WHAT SHAREHOLDERS SHOULD DO UPON RECEIPT OF THE MANAGER'S RESIGNATION

The shareholders must inform the competent authority which licensed the company (Economic Department for the mainland companies and the Free Zone Authority for the free zone companies) of the end of the manager's service within a maximum of 30 days from the date of termination of service. The company must appoint someone to replace the resigned manager during this period.

WHAT IF THE SHAREHOLDERS DISREGARD THE RESIGNATION?

The UAE Companies Law has also clearly regulated the case in which the shareholders do not agree to or disregard the resignation. The UAE Companies Law stipulates that the manager's resignation shall be deemed effective under the law after thirty days from its submission to the shareholders, provided that the competent authorities have been notified unless the Company's Memorandum of Association or the manager's appointment contract stipulates otherwise.

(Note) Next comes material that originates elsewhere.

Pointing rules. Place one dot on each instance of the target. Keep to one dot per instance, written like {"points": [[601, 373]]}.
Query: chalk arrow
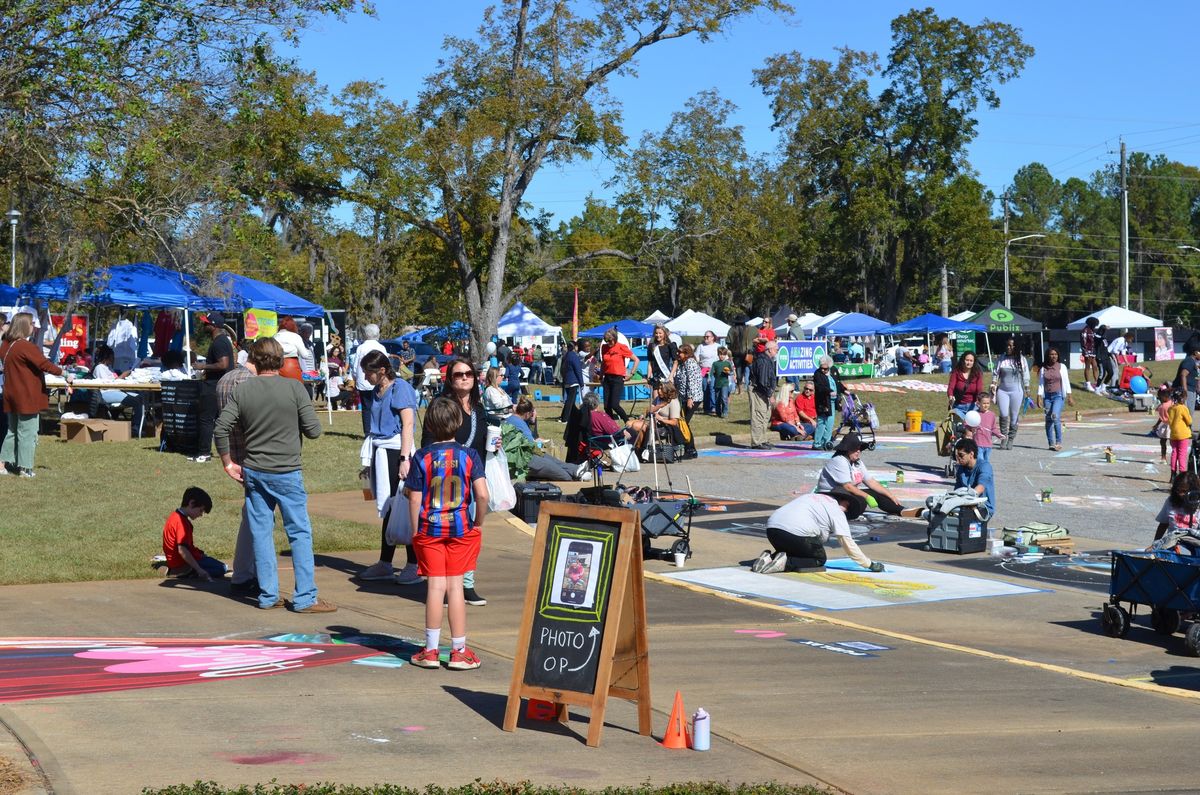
{"points": [[593, 635]]}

MANAGERS FACE PROCEDURAL OBSTACLES TO EXECUTING THEIR RESIGNATION AND REMOVING THEIR NAMES FROM THE OFFICIAL DOCUMENTS OF THE COMPANIES

Despite the clarity of the legal clause regarding the right of the manager to resign by following the procedure stipulated by law, if the shareholders do not agree to the resignation or disregard the resignation, the resigned manager will still face procedural obstacles to executing their resignations and remove their names from the Company's Memorandum of Association and its commercial license. They cannot execute the resignation if the resignation has not been decided upon or approved and implemented by 100% of the shareholders. The competent authorities will refuse to remove the manager's name from the company's Memorandum of Association and its trade license without receiving an amended Memorandum of Association or shareholders resolution signed by all shareholders that includes the decision to remove the manager and appoint an alternate Manager.

HOW TO SOLVE THIS ISSUE AND REMOVE THE MANAGER'S NAME FROM THE OFFICIAL COMPANY DOCUMENTS IN THE EVENT OF NOT HAVING 100% APPROVAL IN THE SHAREHOLDERS' RESOLUTION

 In practice, managers who wish to resign will initiate the removal of their names from the company's Memorandum of Association and Commercial Licenses by submitting their resignation to the shareholders and notifying the competent authority; the Department of Economic Development for the mainland companies, and the Free Zone Authority for the free zone companies. Once the competent authority refuses to effect the resignation as a result of not receiving a shareholder's resolution or an amended Memorandum of Association (which must include the removal of the Manager and the appointment of an alternative), the resigned manager will have to recourse to the competent court and file a case to obtain a judgment to oblige the competent authorities to remove their name from the company's trade license and Memorandum of Association.

Originally Published 07 August 2022

The content of this article is intended to provide a general guide to the subject matter. Specialist advice should be sought about your specific circumstances.